A la réalisation, Mick Garris signe ici son second long métrage après son éminemment sympathique Critters 2 (1988) et après avoir œuvré en tant que réalisateur de making of (un des premiers dans le business !), puis comme scénariste ou réalisateur sur des séries télévisées comme les Amazing Stories (Histoires Fantastiques) de Steven Spielberg ou encore Freddy’s Nightmares, l’éphémère série adaptée des Griffes de la Nuit.
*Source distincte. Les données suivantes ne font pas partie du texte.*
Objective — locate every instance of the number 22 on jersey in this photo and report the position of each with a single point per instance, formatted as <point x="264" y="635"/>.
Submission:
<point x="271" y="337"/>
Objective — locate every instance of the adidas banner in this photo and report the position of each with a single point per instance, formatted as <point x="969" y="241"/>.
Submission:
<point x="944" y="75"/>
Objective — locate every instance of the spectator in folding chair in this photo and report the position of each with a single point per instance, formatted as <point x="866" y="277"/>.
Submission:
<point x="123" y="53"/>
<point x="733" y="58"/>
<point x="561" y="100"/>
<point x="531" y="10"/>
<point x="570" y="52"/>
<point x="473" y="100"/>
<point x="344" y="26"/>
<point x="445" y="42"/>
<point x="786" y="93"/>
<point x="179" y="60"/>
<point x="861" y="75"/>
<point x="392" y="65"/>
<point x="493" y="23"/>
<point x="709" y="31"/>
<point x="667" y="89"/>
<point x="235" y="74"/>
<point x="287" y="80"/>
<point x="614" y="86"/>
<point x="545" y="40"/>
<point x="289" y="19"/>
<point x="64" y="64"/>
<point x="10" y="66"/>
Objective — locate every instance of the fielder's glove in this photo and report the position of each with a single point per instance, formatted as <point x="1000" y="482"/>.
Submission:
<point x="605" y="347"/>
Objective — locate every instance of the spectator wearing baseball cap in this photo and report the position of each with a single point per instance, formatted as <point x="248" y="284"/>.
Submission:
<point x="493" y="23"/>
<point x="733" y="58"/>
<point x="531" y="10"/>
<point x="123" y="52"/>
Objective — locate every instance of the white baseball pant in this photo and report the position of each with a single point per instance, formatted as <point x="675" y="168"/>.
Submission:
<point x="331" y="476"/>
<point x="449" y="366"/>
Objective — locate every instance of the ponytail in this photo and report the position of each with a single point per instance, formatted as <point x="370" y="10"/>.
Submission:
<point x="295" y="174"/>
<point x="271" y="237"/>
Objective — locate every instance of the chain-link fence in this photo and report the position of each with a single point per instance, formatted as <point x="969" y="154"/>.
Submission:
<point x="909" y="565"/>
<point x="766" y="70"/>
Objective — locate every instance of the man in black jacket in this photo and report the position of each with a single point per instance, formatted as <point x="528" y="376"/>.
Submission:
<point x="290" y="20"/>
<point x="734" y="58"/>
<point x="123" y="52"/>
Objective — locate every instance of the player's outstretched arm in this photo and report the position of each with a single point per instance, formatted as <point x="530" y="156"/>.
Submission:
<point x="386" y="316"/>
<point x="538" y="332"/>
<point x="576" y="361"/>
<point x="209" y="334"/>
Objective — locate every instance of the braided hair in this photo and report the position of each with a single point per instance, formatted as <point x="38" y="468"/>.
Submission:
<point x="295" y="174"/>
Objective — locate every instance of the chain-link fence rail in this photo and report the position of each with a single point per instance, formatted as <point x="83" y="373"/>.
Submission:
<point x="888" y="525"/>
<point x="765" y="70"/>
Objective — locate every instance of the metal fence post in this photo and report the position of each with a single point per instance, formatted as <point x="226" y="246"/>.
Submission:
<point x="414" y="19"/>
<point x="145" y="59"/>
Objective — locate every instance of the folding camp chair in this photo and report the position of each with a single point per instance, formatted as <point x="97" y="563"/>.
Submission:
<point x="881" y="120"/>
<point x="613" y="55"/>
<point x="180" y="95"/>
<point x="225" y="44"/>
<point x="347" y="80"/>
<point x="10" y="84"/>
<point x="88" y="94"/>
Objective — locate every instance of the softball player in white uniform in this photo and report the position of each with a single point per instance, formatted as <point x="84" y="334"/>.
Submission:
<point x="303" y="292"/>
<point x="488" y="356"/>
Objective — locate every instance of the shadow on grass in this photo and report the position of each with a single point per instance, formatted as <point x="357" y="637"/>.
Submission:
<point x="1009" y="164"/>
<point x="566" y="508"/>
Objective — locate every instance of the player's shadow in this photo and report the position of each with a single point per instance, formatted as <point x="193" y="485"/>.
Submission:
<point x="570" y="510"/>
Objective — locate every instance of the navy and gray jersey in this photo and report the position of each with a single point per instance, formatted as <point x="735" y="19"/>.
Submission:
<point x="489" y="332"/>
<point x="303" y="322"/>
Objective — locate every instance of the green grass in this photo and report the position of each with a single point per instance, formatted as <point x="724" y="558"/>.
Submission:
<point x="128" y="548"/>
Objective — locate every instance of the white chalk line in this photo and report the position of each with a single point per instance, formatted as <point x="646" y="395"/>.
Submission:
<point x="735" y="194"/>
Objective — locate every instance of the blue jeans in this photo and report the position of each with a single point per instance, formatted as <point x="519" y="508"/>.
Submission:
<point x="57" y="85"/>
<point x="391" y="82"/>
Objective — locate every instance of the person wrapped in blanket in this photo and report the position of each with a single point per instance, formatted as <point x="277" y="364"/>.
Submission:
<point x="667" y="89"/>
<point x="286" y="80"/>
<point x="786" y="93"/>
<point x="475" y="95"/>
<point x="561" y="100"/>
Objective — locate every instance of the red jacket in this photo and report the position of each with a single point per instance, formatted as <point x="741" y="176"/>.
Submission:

La suite de sa carrière sera parallèle à celle de son ami Stephen King puisqu’il réalisera pas moins de six autres adaptations de son œuvre : les mini-séries The Stand (1994), The Shining (1997), Desperation (2006), Bag Of Bones (2012), et l’anthologie Quicksilver Highway (1997), pour la télévision et Riding the Bullet (2004) pour le cinéma.

 

Mick Garris, malgré la grande sympathie qu’on peut lui vouer, n’est de toute évidence pas un grand réalisateur, souffrant en général d’un évident manque d’ambition narrative et de lacunes au niveau de la direction d’acteurs (il faut voir pour le croire la « performance » d’un autre monde de Molly Ringwald dans The Stand (était-elle saoule sur le tournage ?) ou encore Pierce Brosnan « essayer » de pleurer dans Bag Of Bones, peut-être la scène la plus embarrassante de la carrière de l’ex-007…) Ces lacunes, son manque d’ambition et son statut de simple « artisan » suivant le scénario à la lettre sans jamais le transcender (l’homme n’est de toute évidence pas un auteur) n’ont cependant pas empêché Mick Garris – par sa sympathie et son amour sincère du fantastique – de gagner une place méritée dans le cœur des fantasticophiles, notamment lorsqu’il créa en 2005 l’anthologie télévisée Masters Of Horror, regroupant le temps de deux saisons la crème de la crème des réalisateurs du fantastique… Un grand du fantastique ? Non ? Un amoureux dévoué au genre ? Sans le moindre doute !…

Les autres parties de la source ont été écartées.